Quinzano.
November 14th, 2006 by SteveMariella and I drive out to Quinzano to the offices of Il Secondo Circoscrizione. Lucia Cametti receives us in her spacious, window-filled office on the second floor of a stately old building. Quinzano is really a suburb of Verona, only five minutes from Bixio by car. There’s a good pizzeria right next door to Lucia’s building at which we’ve eaten a couple of times. How do I know Signora Cametti’s a right-winger? Mariella told me she’s a member of Alleanza Nazionale, almost the most right you can get in Italy.* Forza Italia, Berlusconi’s party, is on the left hand side of Alleanza Nazionale. They’re particularly committed to kicking out all the Muslims and Africans and Gypsies – the Eastern Europeans can stay as they make excellent housekeepers.

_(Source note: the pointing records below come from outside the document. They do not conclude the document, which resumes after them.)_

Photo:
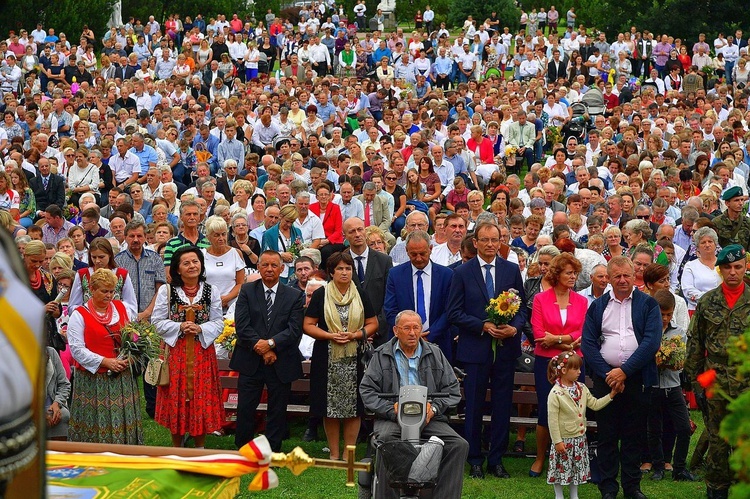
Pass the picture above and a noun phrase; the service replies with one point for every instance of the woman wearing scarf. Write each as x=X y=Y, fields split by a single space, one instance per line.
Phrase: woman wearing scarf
x=340 y=318
x=347 y=58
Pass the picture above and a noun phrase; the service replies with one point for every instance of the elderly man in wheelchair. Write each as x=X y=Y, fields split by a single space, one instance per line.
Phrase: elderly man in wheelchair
x=428 y=389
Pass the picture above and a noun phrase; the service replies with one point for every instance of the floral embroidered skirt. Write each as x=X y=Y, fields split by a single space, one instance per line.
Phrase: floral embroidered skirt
x=105 y=409
x=205 y=412
x=572 y=467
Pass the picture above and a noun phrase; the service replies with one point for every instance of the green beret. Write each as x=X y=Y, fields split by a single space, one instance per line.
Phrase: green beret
x=730 y=254
x=732 y=192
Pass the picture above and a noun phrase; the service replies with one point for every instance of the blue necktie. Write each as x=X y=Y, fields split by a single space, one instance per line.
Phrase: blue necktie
x=360 y=270
x=488 y=281
x=421 y=310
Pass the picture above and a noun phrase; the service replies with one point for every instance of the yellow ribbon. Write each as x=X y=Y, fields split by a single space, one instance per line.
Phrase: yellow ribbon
x=22 y=340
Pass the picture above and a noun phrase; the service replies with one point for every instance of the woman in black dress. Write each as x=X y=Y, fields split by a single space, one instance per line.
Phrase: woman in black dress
x=340 y=318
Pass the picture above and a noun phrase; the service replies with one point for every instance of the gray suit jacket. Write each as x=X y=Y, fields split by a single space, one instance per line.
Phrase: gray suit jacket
x=380 y=212
x=376 y=277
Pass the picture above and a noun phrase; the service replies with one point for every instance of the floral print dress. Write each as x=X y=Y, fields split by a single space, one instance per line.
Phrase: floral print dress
x=571 y=467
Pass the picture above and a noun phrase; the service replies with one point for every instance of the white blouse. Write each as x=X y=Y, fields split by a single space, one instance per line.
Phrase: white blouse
x=85 y=357
x=697 y=280
x=170 y=330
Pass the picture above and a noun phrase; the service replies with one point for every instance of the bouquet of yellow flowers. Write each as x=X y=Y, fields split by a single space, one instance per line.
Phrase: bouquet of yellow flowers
x=671 y=354
x=501 y=310
x=228 y=337
x=139 y=343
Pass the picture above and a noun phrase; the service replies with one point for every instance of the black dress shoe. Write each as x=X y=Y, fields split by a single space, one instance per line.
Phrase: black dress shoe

Maybe I should have turned down the chance to meet with her on the grounds of her noxious politics, but I find that I’m not much disturbed. I’m sure I won’t be asked to do propaganda for the Italian right-wing, so why not use the connection? As it turns out, Lucia really likes my work and immediately offers me a show in another little outlying town called Parona for next March. Her assistant Maurizio Flora is in on the meeting too. He’s a pleasant, nerdy sort of fellow with a withered right hand, came here to Verona from Milan because he couldn’t take the urban crush. I tell him I felt the same way when I used to live in New York. He responds, in Italian, “at least there, you could see the ocean.”
*L. Note: There are actually two more parties (that we know of) farther right of Alleanza Nazionale: Forza Nuova who are the equivalent of skinheads, and Lega Nord, who want to make the Northern part of Italy its own country. Ugh.